本棚をごそごそしていたら、古いスクラップが出てきて、「懐かしいなぁ」と思いながら、古い新聞の切り抜きを読んでいました。その中に「朝日新聞 4.19,2002 夕刊2版 p4」の「全生園の灯」と題する記事が出てきました。その記事を書いたのは宮崎駿さん。
全生園、と聞いても、知っている人はそんなに多くはないかもしれません。東京は東村山市のある「国立療養所多磨全生園」のことです。かつてはらい病と言われた、ハンセン氏病の療養施設で、1909(明治42)年の創立だそうですから、106年目の施設、ということになります。
ハンセン氏病患者を療養所に押し込めていたことは、「癩予防法」(1907(明治40)年)、「らい予防法」(1953(昭和28)年)という法律で、強制的に故郷を奪われ、拉致されるがごとく、ここに押し込められたわけですね。しかも、治っても、この療養所から出ていけなかった。事実上の刑務所だった。平成になってから、この隔離政策は、人権侵害として遅まきながら認められ、ハンセン氏病患者の名誉回復が、ある程度行われてきました。小泉首相が、元患者さんたちに、国の非、過ちを謝った。

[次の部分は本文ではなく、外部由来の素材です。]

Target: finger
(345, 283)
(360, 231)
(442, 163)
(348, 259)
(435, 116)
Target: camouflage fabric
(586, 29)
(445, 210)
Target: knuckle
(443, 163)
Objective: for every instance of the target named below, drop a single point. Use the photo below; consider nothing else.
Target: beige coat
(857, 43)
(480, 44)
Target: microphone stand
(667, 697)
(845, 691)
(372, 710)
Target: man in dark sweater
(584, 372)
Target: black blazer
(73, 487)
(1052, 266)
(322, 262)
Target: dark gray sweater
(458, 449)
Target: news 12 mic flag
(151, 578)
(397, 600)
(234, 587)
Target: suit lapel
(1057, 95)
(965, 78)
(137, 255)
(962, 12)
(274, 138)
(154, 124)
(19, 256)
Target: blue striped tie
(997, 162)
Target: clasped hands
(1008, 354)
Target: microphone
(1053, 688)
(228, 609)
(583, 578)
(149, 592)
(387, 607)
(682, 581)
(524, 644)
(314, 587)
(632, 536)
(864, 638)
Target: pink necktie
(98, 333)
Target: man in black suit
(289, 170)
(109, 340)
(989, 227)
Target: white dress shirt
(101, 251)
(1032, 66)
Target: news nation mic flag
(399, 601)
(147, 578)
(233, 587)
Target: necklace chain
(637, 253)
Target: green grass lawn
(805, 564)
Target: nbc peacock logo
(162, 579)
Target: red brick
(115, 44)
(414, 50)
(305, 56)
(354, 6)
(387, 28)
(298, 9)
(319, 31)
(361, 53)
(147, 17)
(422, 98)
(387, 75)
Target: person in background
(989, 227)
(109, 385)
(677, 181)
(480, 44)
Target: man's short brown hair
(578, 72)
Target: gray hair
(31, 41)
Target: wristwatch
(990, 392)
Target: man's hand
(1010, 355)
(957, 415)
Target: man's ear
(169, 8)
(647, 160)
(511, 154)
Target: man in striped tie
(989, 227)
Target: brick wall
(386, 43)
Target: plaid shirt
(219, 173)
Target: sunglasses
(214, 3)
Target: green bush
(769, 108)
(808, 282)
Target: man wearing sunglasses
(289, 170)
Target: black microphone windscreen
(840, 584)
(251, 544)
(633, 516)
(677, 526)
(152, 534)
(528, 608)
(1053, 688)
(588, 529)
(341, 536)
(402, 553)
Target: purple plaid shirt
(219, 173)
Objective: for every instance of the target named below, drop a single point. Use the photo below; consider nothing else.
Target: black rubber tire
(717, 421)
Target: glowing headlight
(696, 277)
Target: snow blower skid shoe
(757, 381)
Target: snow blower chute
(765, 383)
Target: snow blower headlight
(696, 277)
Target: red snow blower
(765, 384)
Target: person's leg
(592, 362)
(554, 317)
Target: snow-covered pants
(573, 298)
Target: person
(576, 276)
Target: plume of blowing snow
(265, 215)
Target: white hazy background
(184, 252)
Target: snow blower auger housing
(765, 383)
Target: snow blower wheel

ここを散歩コースにしていたのは、今は超有名なアニメーション映画監督、宮崎駿さんです。ここを散歩すると、宮崎駿さんは、「おろそかに生きてはいられない」と感じたそうですね。きちんと自分と向き合いながら、生きているからでしょう。全生園には、昭和の初めにたてられた古い建物がまだ残っているので、それも「懐かしい」感じがするのだそうです。また、ハンセン氏病と向き合って生きてきた人たちの営みの中に「どんな苦しみの中にも、悦びや笑いも又あるのだ。あいまいになりがちな人間の生が、これほどくっきりと見える場所はない」との所感も述べられます。
宮崎駿さんのアニメーション。その背後には、このような「人の痛みを感じること」や「いたわり」や「優しさ」という、司馬遼太郎さんが述べておられたことと重なる事実があったことを、今あらためて感じる次第です。